A fundamental difference between Ronson and Jacquet is how they assess the moral character of the polis. Jacquet thinks shaming is in the public interest because she envisions a community made up of concerned citizens who are invested in fairness and justice and united in wanting to save the planet from environmental degradation. For her, our enemies aren’t our peers, they’re corporations, polluters, and big-time tax dodgers. For Ronson, the community is closer to a mob: cruel, atavistic, random, adversarial, self-interested. Social-media shamers, he argues, want to bring people down for the fun of it, not because of ethical principles. We’re waging war on one another’s flaws while basking in the self-congratulatory illusion that shame-tweeting about Justine Sacco makes each of us a modern Rosa Parks.
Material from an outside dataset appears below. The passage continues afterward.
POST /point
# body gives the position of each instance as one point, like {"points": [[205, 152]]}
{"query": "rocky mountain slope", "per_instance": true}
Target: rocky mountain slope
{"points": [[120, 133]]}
Most worryingly, Ronson thinks, online shaming is increasing our cultural conservatism instead of pushing us in the direction of a better society; vengeance and anger have become default positions. Shaming revives the most vicious elements of public punishments like stocks and pillories and is too often motivated by bloodlust and malicious pleasure. It’s a kangaroo court: you have no rights when you’re accused on the Internet. Was anyone really emotionally damaged by Justine Sacco’s misfired joke? Ronson notes uneasily that public shaming also enjoyed a renaissance in Mao’s China and Hitler’s Germany. As a formerly irreverent, lately self-censoring friend of his puts it: “I suddenly feel with social media like I’m tiptoeing around an unpredictable, angry, unbalanced parent who might strike out at any moment. It’s horrible.”